Neglect by a Minn. assisted living facility led to a client's death, state health department says
Neglect by the Heritage House of Pequot Lakes led to the death of a client living at the assisted living facility, the Minnesota Department of Health reported.
An investigation completed by the state agency substantiated charges of neglect, described as improper catheter care and an unclean environment leading to death by a complex urinary tract infection.
"The home care provider is responsible for the neglect because it was not monitoring home health aides and their work performance," the report stated. "The facility ... failed to ensure that ordered and necessary cares were provided."
According to the report compiled by the Office of Health Facility Complaints at MDH, an investigator in February visited Heritage House, 5384 Country Care Lane, Pequot Lakes. Through interviews with staff, examinations of documents and observations of the facility, the investigator found a preponderance of evidence supporting a neglect finding. This included a failure to flush and change the client's catheter and a failure to maintain infection control on the catheter equipment.
Although not identified in the report, the Star Tribune reported the client who died at Heritage House within days of the investigation was 86-year-old Ralph Ford. Ford was admitted with diagnoses of Alzheimer's disease and a neurogenic bladder, or a lack of bladder control. This latter condition required a catheter inserted directly into the bladder through the abdomen.
Ford had a history of urinary tract infections and ongoing issues with his catheter becoming blocked, the report stated. Four months before Ford's death, a nurse practitioner ordered lab work and additional catheter flushes. Those orders were not processed by the provider, however, meaning they did not become part of the client's administration record.
The flushes were not completed, leading to further catheter blockages, the report stated. About seven weeks before Ford's death, a routine catheter change was performed by a urologist, who requested Heritage House instruct a nurse to change the catheter monthly going forward. A change was due three weeks before his death, although no records supported the change occurred.
Two weeks later, Ford became lethargic and had a low-grade fever, soon diagnosed with another urinary tract infection at the emergency room. The investigator was able to meet with Ford, who could make eye contact but was unable to communicate. While on site, the investigator observed a catheter bag hanging on a shower hand rail in the shared bathroom attached to Ford's room. The tip of the bag, which connects to the tube leading to the bladder, was seen touching the bathroom floor. Ford died within a week of the investigator's visit.
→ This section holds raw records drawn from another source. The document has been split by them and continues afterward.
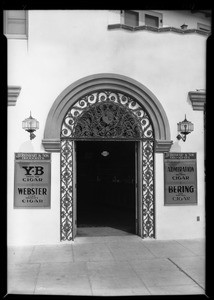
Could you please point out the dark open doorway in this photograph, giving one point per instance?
(106, 184)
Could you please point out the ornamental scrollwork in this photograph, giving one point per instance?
(106, 114)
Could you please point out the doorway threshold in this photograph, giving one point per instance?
(101, 231)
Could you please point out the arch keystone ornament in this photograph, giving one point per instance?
(107, 107)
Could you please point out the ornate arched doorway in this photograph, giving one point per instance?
(106, 115)
(114, 108)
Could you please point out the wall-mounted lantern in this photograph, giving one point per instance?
(30, 125)
(185, 127)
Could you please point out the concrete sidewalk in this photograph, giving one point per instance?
(106, 261)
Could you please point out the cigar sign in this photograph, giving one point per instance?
(32, 180)
(180, 178)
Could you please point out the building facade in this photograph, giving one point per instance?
(108, 89)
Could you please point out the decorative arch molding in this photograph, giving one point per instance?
(103, 81)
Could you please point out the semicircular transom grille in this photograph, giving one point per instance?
(106, 114)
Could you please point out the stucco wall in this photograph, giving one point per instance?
(64, 46)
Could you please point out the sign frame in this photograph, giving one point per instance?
(40, 160)
(191, 158)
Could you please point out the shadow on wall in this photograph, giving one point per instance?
(26, 147)
(175, 147)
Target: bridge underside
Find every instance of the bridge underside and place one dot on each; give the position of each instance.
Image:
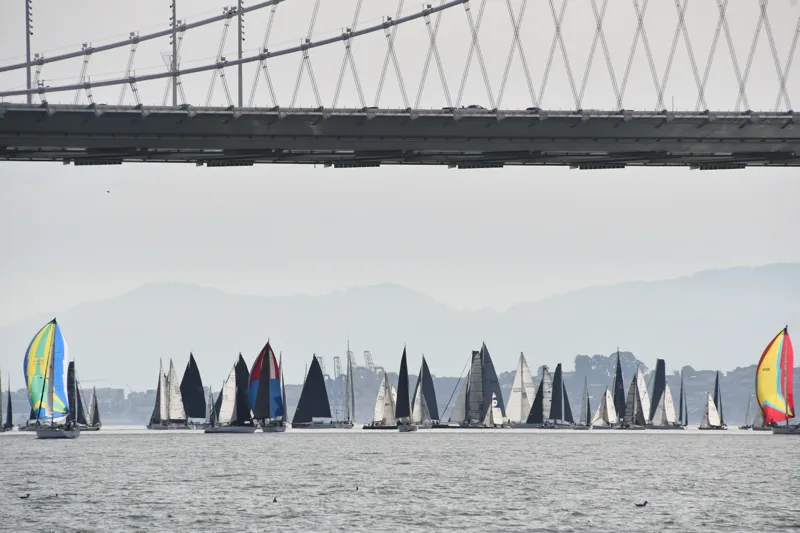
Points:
(461, 138)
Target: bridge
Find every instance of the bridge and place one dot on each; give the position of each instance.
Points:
(660, 99)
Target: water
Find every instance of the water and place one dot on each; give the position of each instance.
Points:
(442, 480)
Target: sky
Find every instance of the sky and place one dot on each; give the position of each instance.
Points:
(472, 239)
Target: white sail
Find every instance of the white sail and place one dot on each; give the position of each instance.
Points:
(644, 397)
(163, 401)
(174, 398)
(522, 393)
(669, 406)
(227, 408)
(547, 392)
(459, 412)
(377, 414)
(660, 416)
(417, 415)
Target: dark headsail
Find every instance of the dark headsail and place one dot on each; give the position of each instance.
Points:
(402, 407)
(243, 414)
(9, 411)
(313, 401)
(619, 391)
(194, 397)
(76, 412)
(557, 403)
(428, 391)
(718, 399)
(95, 410)
(659, 384)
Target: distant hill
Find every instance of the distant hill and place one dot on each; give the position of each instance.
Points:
(713, 319)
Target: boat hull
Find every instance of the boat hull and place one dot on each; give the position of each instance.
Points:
(57, 433)
(322, 425)
(230, 429)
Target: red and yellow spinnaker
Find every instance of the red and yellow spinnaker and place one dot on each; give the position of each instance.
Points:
(774, 379)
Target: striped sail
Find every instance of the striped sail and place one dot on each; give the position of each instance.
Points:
(46, 362)
(774, 379)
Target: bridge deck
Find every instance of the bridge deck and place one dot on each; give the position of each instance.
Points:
(463, 138)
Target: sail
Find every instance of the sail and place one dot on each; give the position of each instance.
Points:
(774, 385)
(45, 364)
(522, 393)
(475, 412)
(194, 397)
(243, 413)
(586, 408)
(658, 386)
(227, 399)
(266, 396)
(458, 415)
(313, 401)
(710, 415)
(619, 390)
(174, 397)
(95, 418)
(644, 398)
(402, 409)
(557, 401)
(718, 399)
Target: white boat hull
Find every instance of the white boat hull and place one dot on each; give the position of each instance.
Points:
(230, 429)
(57, 433)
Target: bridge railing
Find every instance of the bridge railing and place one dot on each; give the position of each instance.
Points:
(513, 54)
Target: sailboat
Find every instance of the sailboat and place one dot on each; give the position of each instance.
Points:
(402, 412)
(233, 413)
(662, 410)
(314, 409)
(542, 402)
(266, 391)
(618, 390)
(480, 393)
(383, 416)
(522, 393)
(94, 413)
(45, 366)
(193, 395)
(77, 413)
(424, 409)
(683, 407)
(606, 416)
(775, 385)
(560, 410)
(8, 425)
(168, 411)
(585, 422)
(637, 404)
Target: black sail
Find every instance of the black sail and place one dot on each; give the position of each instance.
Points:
(194, 397)
(536, 416)
(658, 386)
(243, 415)
(403, 408)
(9, 411)
(718, 399)
(95, 410)
(491, 385)
(619, 391)
(428, 391)
(313, 401)
(557, 402)
(567, 409)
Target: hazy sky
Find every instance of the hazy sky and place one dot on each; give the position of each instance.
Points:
(470, 238)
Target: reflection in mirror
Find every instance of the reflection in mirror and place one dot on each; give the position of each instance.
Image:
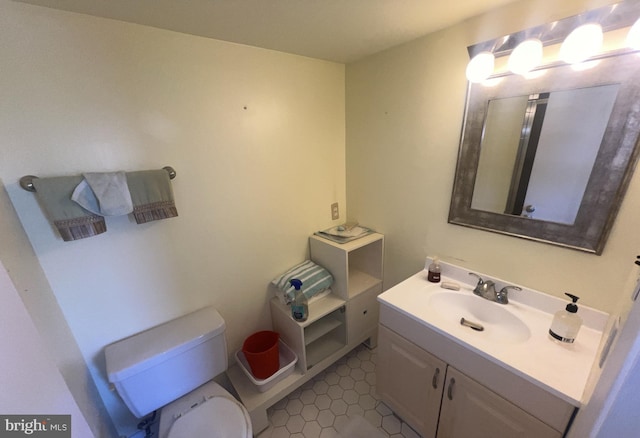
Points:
(549, 158)
(537, 152)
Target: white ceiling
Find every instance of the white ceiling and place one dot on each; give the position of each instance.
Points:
(335, 30)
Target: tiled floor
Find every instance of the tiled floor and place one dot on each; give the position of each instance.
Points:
(322, 406)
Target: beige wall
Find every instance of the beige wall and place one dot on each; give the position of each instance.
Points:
(28, 278)
(404, 112)
(257, 139)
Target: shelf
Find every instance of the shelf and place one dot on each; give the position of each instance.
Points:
(360, 281)
(320, 328)
(322, 348)
(351, 245)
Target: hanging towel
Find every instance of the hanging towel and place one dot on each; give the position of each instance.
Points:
(152, 195)
(72, 221)
(106, 194)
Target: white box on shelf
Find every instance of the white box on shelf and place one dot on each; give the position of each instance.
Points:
(288, 359)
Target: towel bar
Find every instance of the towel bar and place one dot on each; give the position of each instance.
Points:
(26, 182)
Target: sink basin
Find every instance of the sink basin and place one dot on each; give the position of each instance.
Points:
(500, 325)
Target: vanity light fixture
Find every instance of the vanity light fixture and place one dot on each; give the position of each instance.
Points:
(633, 38)
(582, 43)
(526, 56)
(581, 37)
(480, 67)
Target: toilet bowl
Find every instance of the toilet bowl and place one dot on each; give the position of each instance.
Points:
(170, 368)
(208, 411)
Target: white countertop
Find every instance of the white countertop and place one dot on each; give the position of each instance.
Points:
(561, 369)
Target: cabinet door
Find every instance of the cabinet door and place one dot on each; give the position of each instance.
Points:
(471, 410)
(362, 316)
(410, 381)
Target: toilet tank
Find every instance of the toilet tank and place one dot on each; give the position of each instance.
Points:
(155, 367)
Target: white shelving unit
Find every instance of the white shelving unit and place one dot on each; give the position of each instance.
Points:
(337, 323)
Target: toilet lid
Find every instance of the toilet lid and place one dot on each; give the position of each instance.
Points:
(217, 417)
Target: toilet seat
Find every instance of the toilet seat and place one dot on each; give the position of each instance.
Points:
(216, 417)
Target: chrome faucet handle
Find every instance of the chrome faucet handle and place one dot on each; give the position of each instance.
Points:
(480, 280)
(502, 297)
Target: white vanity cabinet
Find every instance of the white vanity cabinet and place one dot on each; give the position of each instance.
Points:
(439, 401)
(410, 381)
(470, 409)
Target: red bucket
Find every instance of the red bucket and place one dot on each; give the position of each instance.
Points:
(261, 351)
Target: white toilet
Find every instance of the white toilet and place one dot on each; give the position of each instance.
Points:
(170, 367)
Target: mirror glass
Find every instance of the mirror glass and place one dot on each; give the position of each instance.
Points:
(549, 158)
(537, 152)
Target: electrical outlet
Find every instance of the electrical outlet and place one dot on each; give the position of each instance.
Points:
(335, 213)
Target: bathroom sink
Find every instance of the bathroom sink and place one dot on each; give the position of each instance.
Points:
(498, 324)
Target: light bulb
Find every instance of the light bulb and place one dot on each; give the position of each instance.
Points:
(526, 56)
(633, 38)
(582, 43)
(480, 67)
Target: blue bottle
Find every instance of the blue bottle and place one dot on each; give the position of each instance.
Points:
(299, 305)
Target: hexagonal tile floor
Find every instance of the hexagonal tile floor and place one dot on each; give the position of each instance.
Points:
(322, 406)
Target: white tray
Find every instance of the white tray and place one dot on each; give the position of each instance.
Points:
(288, 361)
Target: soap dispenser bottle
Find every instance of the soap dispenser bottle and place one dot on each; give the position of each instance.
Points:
(299, 305)
(566, 323)
(434, 271)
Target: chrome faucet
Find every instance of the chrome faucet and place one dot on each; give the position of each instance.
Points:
(487, 290)
(502, 296)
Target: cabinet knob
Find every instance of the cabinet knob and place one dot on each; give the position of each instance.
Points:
(434, 382)
(452, 382)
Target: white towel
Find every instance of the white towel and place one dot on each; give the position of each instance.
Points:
(106, 194)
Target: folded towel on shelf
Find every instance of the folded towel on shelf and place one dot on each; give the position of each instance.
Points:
(72, 221)
(315, 279)
(152, 195)
(106, 194)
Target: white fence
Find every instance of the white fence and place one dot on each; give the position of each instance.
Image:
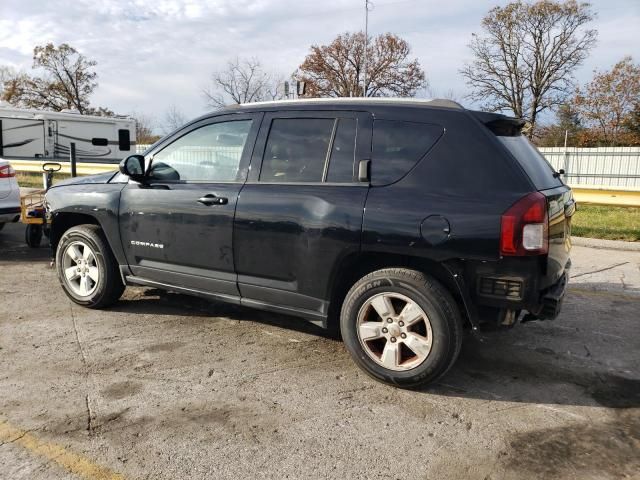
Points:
(602, 166)
(606, 166)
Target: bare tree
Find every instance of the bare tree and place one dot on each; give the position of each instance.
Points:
(525, 58)
(337, 69)
(67, 81)
(608, 102)
(172, 120)
(242, 81)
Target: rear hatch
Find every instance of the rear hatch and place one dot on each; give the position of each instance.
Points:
(560, 203)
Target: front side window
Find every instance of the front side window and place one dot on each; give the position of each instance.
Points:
(124, 140)
(209, 154)
(296, 150)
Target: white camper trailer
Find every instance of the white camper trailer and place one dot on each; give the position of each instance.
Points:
(37, 134)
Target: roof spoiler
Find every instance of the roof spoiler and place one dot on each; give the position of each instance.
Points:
(501, 124)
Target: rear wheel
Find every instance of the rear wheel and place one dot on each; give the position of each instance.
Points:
(401, 327)
(87, 269)
(33, 235)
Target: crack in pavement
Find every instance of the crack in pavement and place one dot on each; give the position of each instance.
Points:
(85, 372)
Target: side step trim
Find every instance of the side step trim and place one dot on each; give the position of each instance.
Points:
(312, 316)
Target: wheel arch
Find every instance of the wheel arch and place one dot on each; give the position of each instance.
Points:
(355, 266)
(63, 221)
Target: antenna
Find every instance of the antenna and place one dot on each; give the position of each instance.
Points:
(367, 5)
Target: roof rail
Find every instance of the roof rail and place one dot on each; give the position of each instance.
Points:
(435, 102)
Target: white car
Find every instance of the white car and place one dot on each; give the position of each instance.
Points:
(9, 194)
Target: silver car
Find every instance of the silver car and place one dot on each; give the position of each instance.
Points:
(9, 194)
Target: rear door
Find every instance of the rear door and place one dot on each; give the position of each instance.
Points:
(300, 213)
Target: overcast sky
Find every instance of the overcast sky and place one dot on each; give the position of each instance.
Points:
(155, 53)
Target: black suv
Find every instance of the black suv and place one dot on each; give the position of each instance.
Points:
(400, 221)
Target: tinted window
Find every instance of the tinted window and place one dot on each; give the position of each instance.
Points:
(343, 152)
(296, 150)
(397, 147)
(210, 153)
(124, 140)
(532, 161)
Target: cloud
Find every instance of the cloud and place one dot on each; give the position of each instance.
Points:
(155, 53)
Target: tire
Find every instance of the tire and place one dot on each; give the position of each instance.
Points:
(87, 269)
(421, 342)
(33, 235)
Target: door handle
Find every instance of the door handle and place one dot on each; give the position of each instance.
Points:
(211, 199)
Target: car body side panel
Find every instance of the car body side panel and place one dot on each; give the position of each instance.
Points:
(98, 200)
(288, 237)
(463, 179)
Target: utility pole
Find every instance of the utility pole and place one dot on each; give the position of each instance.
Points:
(367, 4)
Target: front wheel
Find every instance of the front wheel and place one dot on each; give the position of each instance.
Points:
(87, 269)
(402, 327)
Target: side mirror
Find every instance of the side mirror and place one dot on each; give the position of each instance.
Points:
(133, 167)
(99, 142)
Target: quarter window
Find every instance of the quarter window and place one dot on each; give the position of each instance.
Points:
(211, 153)
(296, 150)
(398, 146)
(343, 152)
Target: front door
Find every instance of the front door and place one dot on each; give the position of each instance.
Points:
(177, 226)
(300, 212)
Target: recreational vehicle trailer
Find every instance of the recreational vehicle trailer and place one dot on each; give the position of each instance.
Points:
(37, 134)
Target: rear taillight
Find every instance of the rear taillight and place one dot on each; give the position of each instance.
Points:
(524, 229)
(7, 171)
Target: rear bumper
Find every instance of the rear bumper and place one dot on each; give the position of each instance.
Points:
(516, 285)
(551, 301)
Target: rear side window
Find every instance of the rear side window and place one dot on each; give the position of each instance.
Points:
(296, 150)
(532, 161)
(397, 147)
(124, 140)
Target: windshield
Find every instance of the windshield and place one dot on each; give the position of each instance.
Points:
(532, 161)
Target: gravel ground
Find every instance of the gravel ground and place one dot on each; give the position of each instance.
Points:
(165, 386)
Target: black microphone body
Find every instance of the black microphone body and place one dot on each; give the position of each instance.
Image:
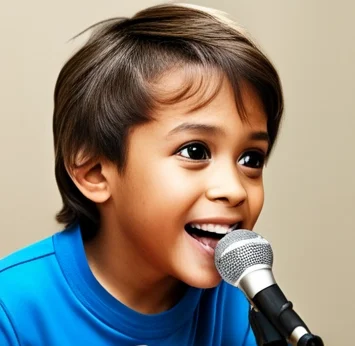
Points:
(244, 259)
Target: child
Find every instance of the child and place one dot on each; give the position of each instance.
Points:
(162, 125)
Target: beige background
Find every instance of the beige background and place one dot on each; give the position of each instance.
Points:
(310, 189)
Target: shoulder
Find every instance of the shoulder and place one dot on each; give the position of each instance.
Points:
(231, 310)
(27, 255)
(26, 270)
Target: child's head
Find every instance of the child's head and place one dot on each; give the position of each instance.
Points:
(137, 95)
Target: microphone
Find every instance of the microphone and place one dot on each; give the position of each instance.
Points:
(244, 259)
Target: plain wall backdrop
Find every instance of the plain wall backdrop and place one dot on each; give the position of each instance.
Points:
(309, 181)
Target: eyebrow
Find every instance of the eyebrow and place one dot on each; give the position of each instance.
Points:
(215, 130)
(195, 127)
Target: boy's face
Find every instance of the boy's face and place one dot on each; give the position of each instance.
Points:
(203, 167)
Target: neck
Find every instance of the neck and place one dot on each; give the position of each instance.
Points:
(128, 276)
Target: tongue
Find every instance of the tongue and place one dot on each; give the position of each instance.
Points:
(212, 243)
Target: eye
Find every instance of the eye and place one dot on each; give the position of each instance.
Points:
(195, 151)
(253, 159)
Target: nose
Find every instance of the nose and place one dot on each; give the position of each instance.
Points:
(226, 187)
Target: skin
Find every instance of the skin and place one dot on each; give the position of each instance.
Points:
(142, 255)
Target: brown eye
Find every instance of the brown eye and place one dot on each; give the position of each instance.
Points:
(252, 159)
(195, 151)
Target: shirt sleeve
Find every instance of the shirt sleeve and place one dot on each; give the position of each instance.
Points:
(249, 339)
(8, 335)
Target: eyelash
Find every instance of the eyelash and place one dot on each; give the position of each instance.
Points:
(246, 157)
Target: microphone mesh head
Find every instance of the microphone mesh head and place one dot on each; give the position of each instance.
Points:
(240, 250)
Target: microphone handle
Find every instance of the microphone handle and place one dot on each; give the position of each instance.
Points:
(279, 311)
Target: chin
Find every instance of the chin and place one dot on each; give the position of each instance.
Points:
(203, 280)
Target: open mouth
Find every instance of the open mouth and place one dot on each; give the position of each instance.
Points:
(209, 235)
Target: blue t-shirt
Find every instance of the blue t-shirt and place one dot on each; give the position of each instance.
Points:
(49, 296)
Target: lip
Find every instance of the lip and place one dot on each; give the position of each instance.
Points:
(209, 252)
(217, 221)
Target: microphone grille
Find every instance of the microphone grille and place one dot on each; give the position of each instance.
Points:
(239, 250)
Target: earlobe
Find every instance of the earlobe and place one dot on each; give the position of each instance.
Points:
(91, 181)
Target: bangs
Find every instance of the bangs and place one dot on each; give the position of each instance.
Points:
(196, 85)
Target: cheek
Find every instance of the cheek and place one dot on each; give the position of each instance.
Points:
(163, 187)
(256, 201)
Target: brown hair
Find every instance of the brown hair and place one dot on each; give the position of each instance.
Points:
(110, 85)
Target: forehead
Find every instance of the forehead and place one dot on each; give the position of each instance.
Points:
(201, 93)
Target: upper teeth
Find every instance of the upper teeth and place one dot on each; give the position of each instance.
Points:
(209, 227)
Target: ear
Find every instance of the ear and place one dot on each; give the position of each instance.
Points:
(91, 180)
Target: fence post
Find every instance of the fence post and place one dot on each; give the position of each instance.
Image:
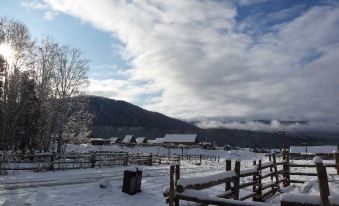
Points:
(228, 168)
(177, 177)
(150, 159)
(286, 169)
(93, 159)
(259, 190)
(126, 159)
(237, 180)
(336, 156)
(171, 194)
(51, 163)
(288, 166)
(276, 171)
(271, 170)
(255, 180)
(323, 181)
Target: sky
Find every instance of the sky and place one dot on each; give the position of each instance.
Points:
(221, 63)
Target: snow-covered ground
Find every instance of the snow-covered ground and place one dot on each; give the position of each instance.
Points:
(244, 154)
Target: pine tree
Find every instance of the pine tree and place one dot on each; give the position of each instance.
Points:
(28, 116)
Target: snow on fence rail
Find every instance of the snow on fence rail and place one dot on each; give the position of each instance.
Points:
(191, 188)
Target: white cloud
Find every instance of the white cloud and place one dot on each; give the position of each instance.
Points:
(195, 53)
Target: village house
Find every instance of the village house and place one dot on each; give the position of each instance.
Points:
(185, 139)
(155, 141)
(325, 151)
(114, 140)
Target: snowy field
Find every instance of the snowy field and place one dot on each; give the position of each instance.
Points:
(81, 186)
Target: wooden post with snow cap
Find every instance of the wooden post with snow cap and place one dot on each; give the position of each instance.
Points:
(171, 192)
(323, 181)
(275, 171)
(255, 180)
(228, 168)
(259, 180)
(271, 170)
(237, 180)
(150, 159)
(286, 174)
(336, 156)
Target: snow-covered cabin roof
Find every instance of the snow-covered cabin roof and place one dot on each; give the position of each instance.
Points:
(140, 140)
(83, 135)
(177, 138)
(128, 139)
(327, 149)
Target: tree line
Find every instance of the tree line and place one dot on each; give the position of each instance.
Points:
(41, 91)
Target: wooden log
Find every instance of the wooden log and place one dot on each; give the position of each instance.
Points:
(237, 180)
(259, 182)
(288, 167)
(323, 182)
(93, 160)
(228, 168)
(336, 156)
(254, 188)
(177, 177)
(247, 184)
(219, 202)
(150, 159)
(276, 171)
(205, 185)
(171, 192)
(271, 170)
(303, 174)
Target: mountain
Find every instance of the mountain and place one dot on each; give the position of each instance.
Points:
(118, 118)
(110, 113)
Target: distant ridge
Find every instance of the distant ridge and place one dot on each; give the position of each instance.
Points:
(117, 113)
(119, 118)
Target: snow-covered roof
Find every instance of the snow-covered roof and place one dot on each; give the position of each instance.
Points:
(187, 138)
(140, 140)
(83, 135)
(327, 149)
(128, 139)
(156, 141)
(113, 139)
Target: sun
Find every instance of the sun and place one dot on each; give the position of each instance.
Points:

Nurses interviewed by the MDH said a sudden and recent departure by a nursing director made it "confusing for the remaining two RNs (registered nurses) to figure out when things were due." The nurse said she thought the urologist was changing Ford's catheter.
Twenty-one pages attached to the report outline specific violations noted and the degree to which violations were considered serious. Among those were two Level 4 violations, denoting when a violation results in serious injury, impairment or death. These violations were of state statutes preserving the right of a person receiving home care services "to be served by people who are properly trained and competent to perform their duties," and "the right to be free from physical and verbal abuse, neglect, financial exploitation and all forms of maltreatment."
Within the details of these violations, the care of several other clients was called into question. Staff care for eight of 12 clients showed a failure to ensure care orders and lab tests were completed, along with a failure to provide a clean environment. The investigator noted a strong urine smell in Ford's room, and urine left on the toilet seat in a shared bathroom among two other clients.
"None of the units observed had an available disinfectant to be used in any of the shared bathrooms between use," the report stated.
When interviewed, unlicensed personnel stated toilets were cleaned at the end of each shift, while a nurse stated they were cleaned after each use. The nurse said urine odors could be from spills from the catheter bag, although staff was supposed to lay down a towel. Unlicensed personnel were tasked with washing catheters, although a nurse told the investigator they'd had no time to monitor this practice since the nursing director left.
Several other Level 2 violations were noted—those that did not harm a client's health or safety, but had the potential to.
Ford's daughter, Constance Ford of Park Rapids, told the Star Tribune she'd long been concerned about her father's care and hygiene at Heritage House. She said she wanted him moved, but a guardian with legal authority over her father opposed the move.
An obituary for Ralph Ford posted on swnewsmedia.com described his death as occurring while "confined at the Heritage House of Pequot Lakes."
"Those who love him believe it is an injustice that a man who worked his entire life supporting the lives of others was not permitted to live out his life as he chose," Ford's obituary stated.
The substantiated neglect in this case comes on the heels of another serious incident at Heritage House. In August, a former employee pleaded guilty to sexually assaulting a 78-year-old woman with Alzheimer's disease in an incident occurring in May 2016. The woman was nonverbal, wheelchair-bound and unable to feed herself, requiring around-the-clock care, the complaint stated.
In June, a fire at the facility forcing the evacuation of more than 30 residents was determined to be arson, although there was not enough evidence to make an arrest, Pequot Lakes Police Chief Eric Klang reported.